There is a saying that the world is a small place, that there is always someone who knows someone who knows us. Ours, we have come to believe, is a far-flung, yet close by neighborhood.
In The Sound of Things to Come, Emmanuel Iduma’s debut, the world is made smaller, compact, and fitted into a university community in Ile-Ife. It is within this university community that majority of the actions in the book take place. From the university’s staff quarters to its departments and faculties and chapel, the characters traverse this setting that plays host to an array of funny, bizarre and startling occurrences.

In The Sound of Things to Come, Emmanuel Iduma’s debut, the world is made smaller, compact, and fitted into a university community in Ile-Ife.

The Sound of Things to Come is a novel-in-stories, with eight stories wherein the characters’ lives crisscross, and sometimes merge. With this book, it is fair to think that Iduma makes a case for individuality: the inward influencing the outward, a person before the people. For instance, in the title story, Moyosore’s sudden aversion for normalcy affects her marriage and her relationship with her sister; Ugo’s iconoclasm in “Helper” rubs off on her family in startling ways; Ella’s amnesia in “The Memory Band” is the foundation for further tension in Goody and Frank’s lives. In this book of disparate yet related stories, Iduma challenges the reader to piece the bits together, to make sense out of them.

With this book, it is fair to think that Iduma makes a case for individuality: the inward influencing the outward, a person before the people.

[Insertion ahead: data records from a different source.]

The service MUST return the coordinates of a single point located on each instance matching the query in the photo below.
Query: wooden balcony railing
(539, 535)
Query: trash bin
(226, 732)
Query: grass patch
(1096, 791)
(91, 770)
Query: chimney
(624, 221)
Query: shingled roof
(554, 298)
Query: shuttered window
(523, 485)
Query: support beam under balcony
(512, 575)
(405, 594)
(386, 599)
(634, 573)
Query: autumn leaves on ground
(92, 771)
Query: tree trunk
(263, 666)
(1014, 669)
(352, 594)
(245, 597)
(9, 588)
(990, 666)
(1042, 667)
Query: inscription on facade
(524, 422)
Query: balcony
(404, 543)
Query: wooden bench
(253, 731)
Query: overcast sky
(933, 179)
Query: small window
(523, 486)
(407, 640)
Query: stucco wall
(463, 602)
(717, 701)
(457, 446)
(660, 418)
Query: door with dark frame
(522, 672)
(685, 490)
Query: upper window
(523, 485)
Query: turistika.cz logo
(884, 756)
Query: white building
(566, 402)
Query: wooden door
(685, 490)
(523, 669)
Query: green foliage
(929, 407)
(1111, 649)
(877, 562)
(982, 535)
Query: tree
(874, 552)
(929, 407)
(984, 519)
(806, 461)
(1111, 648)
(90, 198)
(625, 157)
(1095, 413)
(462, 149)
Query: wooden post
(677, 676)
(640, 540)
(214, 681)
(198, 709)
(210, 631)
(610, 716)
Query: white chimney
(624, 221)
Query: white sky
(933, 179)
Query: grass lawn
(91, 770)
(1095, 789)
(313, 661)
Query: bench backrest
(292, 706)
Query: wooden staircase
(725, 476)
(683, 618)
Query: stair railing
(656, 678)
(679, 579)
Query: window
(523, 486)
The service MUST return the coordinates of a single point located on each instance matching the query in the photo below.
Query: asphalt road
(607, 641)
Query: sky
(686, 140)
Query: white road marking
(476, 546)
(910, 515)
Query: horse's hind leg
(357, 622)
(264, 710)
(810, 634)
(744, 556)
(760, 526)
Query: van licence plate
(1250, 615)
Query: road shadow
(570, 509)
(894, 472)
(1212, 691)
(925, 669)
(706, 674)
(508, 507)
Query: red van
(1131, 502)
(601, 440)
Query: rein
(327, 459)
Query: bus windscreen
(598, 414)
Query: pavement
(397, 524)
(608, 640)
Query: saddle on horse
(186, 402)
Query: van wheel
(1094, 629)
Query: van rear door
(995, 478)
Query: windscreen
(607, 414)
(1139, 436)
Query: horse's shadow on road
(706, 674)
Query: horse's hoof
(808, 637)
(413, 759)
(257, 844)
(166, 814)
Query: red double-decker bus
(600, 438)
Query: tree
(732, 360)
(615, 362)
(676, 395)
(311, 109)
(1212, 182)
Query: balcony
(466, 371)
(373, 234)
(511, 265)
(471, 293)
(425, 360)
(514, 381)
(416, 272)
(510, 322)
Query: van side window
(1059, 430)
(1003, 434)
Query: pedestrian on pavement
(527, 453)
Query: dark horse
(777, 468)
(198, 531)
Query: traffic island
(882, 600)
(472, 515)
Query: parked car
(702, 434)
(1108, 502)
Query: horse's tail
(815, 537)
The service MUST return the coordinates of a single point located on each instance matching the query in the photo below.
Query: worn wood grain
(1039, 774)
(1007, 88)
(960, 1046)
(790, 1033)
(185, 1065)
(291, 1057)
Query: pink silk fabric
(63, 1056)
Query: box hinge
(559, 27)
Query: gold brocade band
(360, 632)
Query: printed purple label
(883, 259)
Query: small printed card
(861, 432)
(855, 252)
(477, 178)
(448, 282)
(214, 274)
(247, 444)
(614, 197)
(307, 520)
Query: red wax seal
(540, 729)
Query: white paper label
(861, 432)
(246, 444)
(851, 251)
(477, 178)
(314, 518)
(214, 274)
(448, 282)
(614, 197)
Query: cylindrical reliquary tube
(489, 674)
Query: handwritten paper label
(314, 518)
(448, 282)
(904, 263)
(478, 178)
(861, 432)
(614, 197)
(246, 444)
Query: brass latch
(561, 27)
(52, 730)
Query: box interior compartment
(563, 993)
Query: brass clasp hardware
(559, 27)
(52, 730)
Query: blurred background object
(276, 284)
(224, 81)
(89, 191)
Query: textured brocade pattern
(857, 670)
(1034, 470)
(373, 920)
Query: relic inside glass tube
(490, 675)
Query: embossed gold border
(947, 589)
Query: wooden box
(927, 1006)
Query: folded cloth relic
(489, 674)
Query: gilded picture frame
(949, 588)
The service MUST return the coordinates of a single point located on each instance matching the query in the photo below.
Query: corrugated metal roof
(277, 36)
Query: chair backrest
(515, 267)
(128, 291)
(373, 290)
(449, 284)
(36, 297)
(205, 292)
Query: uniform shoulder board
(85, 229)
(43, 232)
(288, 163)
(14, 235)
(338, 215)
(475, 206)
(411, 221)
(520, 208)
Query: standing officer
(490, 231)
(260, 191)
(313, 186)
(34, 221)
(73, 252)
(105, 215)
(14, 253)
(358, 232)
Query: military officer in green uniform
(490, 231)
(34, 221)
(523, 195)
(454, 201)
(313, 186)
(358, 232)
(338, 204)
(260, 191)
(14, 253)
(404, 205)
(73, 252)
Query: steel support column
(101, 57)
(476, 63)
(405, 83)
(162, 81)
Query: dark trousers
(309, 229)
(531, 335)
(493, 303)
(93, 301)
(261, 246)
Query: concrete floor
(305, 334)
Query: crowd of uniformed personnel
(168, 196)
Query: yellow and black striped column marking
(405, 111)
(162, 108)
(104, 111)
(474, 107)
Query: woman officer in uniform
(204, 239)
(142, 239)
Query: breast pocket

It is also imperative to note that most, if not all, of the characters in the book are driven by needs, and it is these needs that egg them on to fortune, disaster or nowhere at all. Frank and Goody in “The Memory Band”: an understanding to Ella’s unfortunate situation; Muna in “One Man”: an escape from his bitter past; Christian Ike in “The Museum of Silver Lights”: self-discovery; Mosun in “Monkey’s Wedding”: hoping to brook peace in the estranged relationship between a father and his son; the Chaplain in “A Father’s Son”: the complete love of his free-spirited son.
On the flip side, The Sound of Things to Come would have profited from closer reading that would have helped fish out the typos that threatened to disrupt the flow of the reading. But Emmanuel Iduma’s deft and insightful writing covers up for the book’s blushes. A little tidbit: Iduma features his friend and co-founder of Saraba Magazine, Dami Ajayi, as a character in the book. What other proves do we need about the smallness of the world?